Yordenis Ugas will be sidelined for quite some time.
Ugas, 35, suffered a fractured right orbital in the 10th-round TKO loss to Errol Spence Jr. during Saturday’s welterweight title unification.
“I have a fracture in my eye and in the next few days the doctors will say how they will treat it,” Ugas said on Instagram. “I spent all morning in a hospital and I write these words with only one eye, the other one is still closed.”
Ugas (27-5, 22 KOs) was diagnosed with the eye injury early Sunday morning at John Peter Smith Hospital in Fort Worth, Texas.
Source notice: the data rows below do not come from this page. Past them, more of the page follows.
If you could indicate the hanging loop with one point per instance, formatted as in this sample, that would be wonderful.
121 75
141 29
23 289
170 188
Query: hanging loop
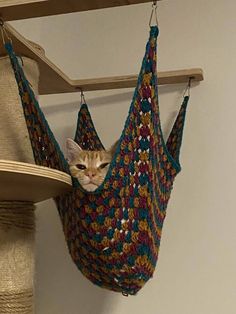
82 100
154 12
4 33
188 87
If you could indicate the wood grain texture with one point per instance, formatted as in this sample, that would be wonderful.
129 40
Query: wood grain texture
54 81
27 182
23 9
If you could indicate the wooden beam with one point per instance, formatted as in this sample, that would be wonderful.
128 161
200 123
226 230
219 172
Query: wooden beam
128 81
27 182
23 9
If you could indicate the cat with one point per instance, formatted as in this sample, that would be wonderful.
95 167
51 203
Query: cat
89 167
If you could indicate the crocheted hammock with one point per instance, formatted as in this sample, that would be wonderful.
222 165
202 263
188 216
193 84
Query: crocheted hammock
113 234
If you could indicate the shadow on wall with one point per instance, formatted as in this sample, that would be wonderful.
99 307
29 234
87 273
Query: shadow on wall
61 288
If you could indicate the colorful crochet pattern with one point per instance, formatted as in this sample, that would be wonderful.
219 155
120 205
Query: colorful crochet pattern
114 233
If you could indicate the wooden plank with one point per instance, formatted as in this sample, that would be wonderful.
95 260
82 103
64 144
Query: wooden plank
23 9
127 81
54 81
26 182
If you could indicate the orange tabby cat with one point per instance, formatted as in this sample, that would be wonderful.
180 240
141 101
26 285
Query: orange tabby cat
89 167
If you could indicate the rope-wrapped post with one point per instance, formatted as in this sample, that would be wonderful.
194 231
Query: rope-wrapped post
17 219
17 227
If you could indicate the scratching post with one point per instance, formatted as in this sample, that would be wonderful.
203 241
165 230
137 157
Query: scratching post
17 219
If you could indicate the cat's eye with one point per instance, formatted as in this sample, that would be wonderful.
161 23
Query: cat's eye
104 165
81 167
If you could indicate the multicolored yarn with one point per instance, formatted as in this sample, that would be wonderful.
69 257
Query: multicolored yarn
114 233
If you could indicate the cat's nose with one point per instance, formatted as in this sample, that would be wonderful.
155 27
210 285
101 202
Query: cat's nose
91 174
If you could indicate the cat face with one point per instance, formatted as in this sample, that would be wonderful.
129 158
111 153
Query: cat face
89 167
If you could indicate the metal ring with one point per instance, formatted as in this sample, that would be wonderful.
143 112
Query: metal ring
188 87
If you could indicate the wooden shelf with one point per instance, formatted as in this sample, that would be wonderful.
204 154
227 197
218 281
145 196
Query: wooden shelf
23 9
54 81
27 182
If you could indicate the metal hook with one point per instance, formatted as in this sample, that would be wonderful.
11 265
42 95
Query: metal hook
188 87
82 100
154 10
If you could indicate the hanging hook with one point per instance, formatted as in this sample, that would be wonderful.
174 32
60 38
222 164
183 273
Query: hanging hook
154 11
188 87
4 32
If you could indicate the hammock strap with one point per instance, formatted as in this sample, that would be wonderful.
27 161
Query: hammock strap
175 138
86 135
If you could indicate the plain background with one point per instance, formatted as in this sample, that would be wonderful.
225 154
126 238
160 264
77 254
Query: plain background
196 269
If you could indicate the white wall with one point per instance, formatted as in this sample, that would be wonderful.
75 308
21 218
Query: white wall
196 269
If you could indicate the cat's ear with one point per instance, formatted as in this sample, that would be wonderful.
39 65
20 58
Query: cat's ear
73 149
112 150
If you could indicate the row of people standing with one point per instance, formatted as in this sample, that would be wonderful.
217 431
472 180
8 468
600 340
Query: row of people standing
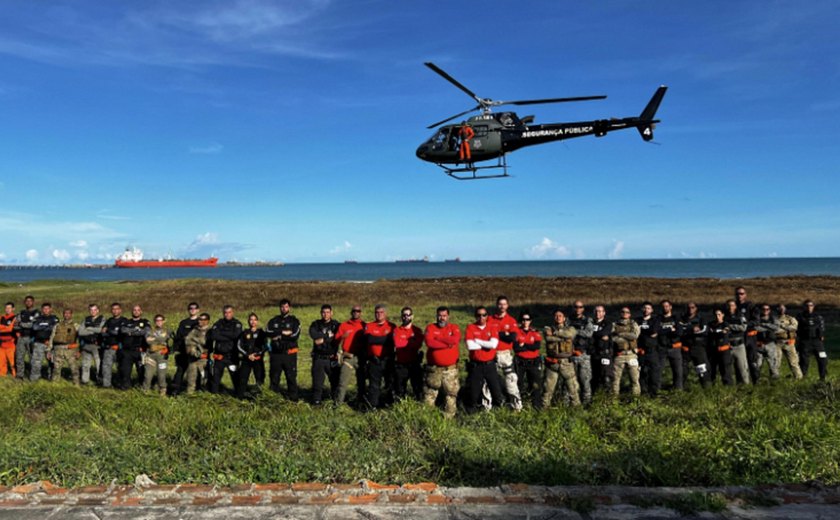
580 351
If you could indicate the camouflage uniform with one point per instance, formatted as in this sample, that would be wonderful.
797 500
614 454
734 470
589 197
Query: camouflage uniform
786 340
558 351
156 359
65 350
442 378
766 346
90 342
196 349
582 358
625 333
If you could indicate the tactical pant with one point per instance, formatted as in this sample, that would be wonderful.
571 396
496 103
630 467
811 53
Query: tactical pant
39 353
723 362
182 362
564 370
7 359
90 356
283 364
504 360
529 377
583 371
603 371
626 359
696 355
674 357
484 377
751 351
22 351
377 370
245 368
650 372
815 347
194 370
405 373
442 378
129 359
768 352
219 367
63 356
106 370
156 365
742 366
323 368
351 367
788 351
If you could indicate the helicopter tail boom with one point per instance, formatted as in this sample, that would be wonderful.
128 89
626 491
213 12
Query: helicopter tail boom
647 116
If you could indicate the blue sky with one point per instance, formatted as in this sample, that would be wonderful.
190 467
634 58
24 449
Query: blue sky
286 130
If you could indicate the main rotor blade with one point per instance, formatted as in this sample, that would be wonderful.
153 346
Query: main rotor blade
448 119
452 80
552 100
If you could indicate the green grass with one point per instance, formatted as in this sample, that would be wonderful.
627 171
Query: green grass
787 432
781 433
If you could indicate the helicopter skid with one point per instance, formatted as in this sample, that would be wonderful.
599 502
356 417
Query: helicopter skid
470 172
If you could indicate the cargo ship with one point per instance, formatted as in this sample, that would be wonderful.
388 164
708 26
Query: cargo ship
133 257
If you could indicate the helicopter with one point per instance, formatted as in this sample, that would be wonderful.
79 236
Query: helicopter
492 135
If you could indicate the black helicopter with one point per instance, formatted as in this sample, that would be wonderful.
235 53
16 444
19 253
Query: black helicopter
493 135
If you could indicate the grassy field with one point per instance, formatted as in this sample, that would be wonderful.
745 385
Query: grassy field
784 432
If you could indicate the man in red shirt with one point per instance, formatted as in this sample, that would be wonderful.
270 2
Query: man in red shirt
408 339
351 355
380 354
507 330
527 361
482 342
442 342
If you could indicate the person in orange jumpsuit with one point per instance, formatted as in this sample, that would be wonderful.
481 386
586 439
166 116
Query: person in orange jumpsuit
465 133
7 340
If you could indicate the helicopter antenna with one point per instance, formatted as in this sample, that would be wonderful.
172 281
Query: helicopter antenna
485 104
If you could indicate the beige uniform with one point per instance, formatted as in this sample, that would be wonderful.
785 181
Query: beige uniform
625 333
559 365
786 344
65 350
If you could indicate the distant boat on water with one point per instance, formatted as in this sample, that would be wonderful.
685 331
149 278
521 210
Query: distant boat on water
424 260
133 257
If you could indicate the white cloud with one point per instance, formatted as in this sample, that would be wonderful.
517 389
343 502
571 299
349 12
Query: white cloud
62 255
548 248
211 149
343 248
617 250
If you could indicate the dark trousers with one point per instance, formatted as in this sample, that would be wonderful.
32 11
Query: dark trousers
245 368
812 347
477 375
674 358
696 355
529 378
283 364
651 372
405 373
182 361
219 368
129 359
378 372
602 371
324 368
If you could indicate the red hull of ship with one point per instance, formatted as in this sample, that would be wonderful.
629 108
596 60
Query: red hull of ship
209 262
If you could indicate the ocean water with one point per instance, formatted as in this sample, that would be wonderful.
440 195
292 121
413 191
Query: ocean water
369 272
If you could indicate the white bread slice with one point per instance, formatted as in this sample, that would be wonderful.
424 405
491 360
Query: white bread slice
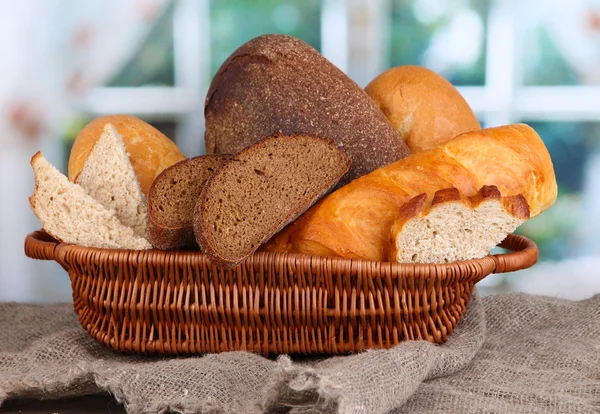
108 177
72 216
453 227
The Cuban was buckled by a left uppercut in Round 7 that did the damage; his eye immediately swelled.
Despite the debilitating injury, Ugas fought on for three more rounds before the ringside doctor advised the referee to stop the bout in Round 10; he concluded the boxer couldn’t see out of his right eye, which was completely swollen shut.
Ugas doesn’t need emergency surgery, according to his team, and will be reexamined at a later date after the swelling subsides to see if a medical procedure is required.
When Billy Joe Saunders was defeated by Canelo Alvarez in a super middleweight title unification last May, he immediately had metal plates inserted because the orbital was fractured in three places.
Ugas could escape a similar fate but will surely be sidelined for an extended period. He hurt Spence in Round 6 before Spence inflicted the damage the following round. Ugas, ESPN’s No. 3 welterweight, entered the bout with the WBA title at 147 pounds, a belt he retained after he sent the legendary Manny Pacquiao into retirement with a loss in August.
Spence, 32, was set to fight Pacquiao last summer but withdrew after he suffered a detached left retina that required surgery. Ugas was the beneficiary, and now he’ll look to bounce back from his own serious eye injury.
“The referee stopped the fight, but I wanted to keep going to the end,” Ugas said Saturday through an interpreter. “I definitely had a chance to win the fight in the sixth round, but he recuperated well.”
Spence previously fractured Kell Brook’s orbital bone when he first became a champion in 2017.
Spence (28-0, 22 KOs) added the WBA title to the WBC and IBF belts he already owned. Terence Crawford’s WBO title is the only one he doesn’t possess, and they could meet later this year to crown an undisputed welterweight champion in one of the biggest fights that can be made in boxing.
“Everybody knows who I want next, I want Terence Crawford next,” said Spence, ESPN’s No. 6 pound-for-pound boxer. “That’s the fight that I want, that’s the fight everybody else wants. Terence, I’m coming for that motherf—ing belt.”